En este aspecto, un rasgo que denota nuestra condición de países de segunda o tercera categoría es la virulencia de los conflictos ideológicos o sociales. Si bien en los países más avanzados hay manifestaciones de descontento y se dan grandes disputas políticas, solo en los países más pobres tales discrepancias derivan en guerras civiles, enfrentamientos armados, bombazos y otros actos violentos que solo son registrados por la prensa internacional cuando las víctimas son muchas.
En nuestros propios medios, el asesinato de dos policías a duras penas merece un párrafo en páginas interiores, pero si algo similar ocurre en París o en Londres, los medios tienen tema para muchos días.

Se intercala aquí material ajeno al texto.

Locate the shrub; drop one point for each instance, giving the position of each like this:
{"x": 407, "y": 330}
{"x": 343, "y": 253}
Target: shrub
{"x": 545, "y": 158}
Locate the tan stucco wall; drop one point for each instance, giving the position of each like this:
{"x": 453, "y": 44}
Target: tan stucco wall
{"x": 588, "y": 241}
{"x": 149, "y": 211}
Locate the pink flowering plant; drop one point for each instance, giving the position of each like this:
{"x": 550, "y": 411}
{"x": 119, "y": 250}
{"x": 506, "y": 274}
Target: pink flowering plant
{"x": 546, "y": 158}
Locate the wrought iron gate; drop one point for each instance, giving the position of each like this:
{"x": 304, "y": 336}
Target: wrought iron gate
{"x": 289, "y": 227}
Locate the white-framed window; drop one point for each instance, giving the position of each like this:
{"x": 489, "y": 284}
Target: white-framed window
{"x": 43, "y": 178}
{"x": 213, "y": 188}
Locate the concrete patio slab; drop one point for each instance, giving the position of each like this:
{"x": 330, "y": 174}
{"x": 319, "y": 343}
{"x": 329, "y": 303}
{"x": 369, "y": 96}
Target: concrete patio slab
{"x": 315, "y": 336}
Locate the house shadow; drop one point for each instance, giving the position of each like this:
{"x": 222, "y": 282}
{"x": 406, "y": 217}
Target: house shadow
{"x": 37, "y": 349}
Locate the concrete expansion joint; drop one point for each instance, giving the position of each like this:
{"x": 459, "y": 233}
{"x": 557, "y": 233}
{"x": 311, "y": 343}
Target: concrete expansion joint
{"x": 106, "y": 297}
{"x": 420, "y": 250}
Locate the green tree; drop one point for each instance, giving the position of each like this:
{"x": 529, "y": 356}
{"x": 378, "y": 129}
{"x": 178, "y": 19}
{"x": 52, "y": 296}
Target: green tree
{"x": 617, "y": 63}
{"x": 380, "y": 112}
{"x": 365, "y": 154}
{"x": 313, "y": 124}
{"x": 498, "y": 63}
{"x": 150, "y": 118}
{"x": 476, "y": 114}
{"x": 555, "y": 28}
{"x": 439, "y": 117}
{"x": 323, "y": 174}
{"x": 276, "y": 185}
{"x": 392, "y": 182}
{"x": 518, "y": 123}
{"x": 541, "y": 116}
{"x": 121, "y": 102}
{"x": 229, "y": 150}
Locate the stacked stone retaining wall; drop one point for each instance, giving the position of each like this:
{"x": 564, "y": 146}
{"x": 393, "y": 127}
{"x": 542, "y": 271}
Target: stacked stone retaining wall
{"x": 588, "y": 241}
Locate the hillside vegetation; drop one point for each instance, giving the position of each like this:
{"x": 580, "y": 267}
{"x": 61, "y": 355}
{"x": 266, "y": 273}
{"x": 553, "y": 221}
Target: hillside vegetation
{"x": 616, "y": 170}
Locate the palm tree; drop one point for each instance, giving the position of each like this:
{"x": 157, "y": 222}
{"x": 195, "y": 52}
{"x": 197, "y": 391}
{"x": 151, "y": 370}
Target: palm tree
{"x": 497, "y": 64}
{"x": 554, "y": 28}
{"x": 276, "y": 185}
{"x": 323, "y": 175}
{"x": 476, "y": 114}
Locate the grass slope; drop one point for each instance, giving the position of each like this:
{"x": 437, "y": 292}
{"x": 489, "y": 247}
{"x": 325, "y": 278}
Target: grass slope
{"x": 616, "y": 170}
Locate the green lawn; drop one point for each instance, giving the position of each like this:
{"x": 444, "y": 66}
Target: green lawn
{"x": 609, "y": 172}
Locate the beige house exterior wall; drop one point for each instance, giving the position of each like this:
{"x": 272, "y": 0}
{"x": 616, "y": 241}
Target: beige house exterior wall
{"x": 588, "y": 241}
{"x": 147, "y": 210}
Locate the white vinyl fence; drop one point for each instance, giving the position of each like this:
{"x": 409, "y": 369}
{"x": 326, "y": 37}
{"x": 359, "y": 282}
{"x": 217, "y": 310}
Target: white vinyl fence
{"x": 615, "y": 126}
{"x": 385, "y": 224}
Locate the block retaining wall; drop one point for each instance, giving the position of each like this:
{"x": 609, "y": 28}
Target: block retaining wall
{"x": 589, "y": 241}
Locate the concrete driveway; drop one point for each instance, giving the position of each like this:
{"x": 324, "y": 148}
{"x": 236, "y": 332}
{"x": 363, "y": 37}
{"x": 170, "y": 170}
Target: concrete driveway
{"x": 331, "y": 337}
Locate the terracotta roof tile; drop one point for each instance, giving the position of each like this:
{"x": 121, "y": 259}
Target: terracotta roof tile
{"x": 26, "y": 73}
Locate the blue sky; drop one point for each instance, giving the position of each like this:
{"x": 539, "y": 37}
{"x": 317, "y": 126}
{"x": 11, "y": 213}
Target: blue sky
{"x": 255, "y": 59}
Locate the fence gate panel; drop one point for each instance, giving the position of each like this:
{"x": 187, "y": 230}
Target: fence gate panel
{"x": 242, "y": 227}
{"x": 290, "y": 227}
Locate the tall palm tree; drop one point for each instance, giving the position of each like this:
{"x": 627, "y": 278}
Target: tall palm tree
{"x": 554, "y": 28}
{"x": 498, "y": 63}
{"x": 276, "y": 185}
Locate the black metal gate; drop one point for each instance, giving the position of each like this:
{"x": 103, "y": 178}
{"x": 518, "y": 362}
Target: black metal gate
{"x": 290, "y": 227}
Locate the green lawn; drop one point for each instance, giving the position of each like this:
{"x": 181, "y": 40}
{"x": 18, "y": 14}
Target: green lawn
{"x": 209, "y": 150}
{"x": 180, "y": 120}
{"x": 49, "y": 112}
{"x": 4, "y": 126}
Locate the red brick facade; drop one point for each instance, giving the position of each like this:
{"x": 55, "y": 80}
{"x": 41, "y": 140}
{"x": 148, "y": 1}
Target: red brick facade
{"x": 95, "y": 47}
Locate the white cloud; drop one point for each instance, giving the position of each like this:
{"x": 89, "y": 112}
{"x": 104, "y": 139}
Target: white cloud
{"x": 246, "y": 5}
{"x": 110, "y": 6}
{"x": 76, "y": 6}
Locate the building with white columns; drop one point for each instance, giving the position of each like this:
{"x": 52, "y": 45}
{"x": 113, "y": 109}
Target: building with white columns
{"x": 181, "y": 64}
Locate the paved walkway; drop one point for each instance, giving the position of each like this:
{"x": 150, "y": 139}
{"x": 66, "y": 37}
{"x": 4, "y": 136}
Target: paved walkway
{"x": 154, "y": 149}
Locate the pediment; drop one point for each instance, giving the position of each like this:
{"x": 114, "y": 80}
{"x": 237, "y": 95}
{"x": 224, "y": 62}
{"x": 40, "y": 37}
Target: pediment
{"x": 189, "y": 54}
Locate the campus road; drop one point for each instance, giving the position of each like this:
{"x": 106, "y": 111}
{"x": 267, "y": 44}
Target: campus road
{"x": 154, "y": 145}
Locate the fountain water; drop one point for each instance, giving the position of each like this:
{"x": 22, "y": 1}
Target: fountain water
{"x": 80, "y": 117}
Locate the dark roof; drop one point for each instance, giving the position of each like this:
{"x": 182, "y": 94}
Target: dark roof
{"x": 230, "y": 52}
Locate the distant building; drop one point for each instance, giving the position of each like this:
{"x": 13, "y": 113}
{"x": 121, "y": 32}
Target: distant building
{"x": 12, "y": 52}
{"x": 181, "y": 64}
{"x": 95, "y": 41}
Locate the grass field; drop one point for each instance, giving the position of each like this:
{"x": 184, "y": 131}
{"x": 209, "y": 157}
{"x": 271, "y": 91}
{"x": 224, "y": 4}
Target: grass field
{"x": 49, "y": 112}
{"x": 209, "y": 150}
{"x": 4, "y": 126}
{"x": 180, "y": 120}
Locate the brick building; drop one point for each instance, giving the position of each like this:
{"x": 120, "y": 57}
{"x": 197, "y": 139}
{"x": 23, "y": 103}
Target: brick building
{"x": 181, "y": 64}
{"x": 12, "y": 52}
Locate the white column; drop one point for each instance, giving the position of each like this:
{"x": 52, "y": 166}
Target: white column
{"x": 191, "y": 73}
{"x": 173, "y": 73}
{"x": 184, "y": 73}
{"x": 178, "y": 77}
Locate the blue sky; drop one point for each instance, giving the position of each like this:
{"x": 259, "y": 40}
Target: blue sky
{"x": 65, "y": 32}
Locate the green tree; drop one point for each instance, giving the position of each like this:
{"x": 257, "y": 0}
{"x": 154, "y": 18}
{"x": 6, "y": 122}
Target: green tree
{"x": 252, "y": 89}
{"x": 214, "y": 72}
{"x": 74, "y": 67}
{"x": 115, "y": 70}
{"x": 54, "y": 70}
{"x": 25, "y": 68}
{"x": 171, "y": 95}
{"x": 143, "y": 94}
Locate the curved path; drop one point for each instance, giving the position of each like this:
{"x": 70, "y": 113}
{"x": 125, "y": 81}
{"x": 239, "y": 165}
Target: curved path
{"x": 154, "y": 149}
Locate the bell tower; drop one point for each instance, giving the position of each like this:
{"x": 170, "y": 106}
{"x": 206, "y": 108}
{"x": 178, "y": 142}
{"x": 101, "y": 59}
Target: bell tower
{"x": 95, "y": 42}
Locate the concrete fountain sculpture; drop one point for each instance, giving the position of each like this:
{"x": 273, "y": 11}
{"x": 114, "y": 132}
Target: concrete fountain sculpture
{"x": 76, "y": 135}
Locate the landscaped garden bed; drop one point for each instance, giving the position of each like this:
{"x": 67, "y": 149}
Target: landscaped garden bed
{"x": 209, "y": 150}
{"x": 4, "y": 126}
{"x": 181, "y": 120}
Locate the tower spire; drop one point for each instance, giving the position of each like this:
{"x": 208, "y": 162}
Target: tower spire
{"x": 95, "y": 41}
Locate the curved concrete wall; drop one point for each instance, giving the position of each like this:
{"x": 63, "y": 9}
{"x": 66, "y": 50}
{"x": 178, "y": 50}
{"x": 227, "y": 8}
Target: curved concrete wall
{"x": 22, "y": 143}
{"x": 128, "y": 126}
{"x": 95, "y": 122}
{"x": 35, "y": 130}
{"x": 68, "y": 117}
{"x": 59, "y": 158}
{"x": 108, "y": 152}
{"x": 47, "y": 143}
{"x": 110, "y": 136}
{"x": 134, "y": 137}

Sin ir más lejos, ¿dónde están las movilizaciones mundiales por los casi cien muertos de las explosiones de este fin de semana en Ankara? No las hubo y no las va a haber porque mientras las víctimas de un atentado en el primer mundo son noticia, los miles de muertos en guerras como las de Irak, Siria o Colombia, son apenas una estadística.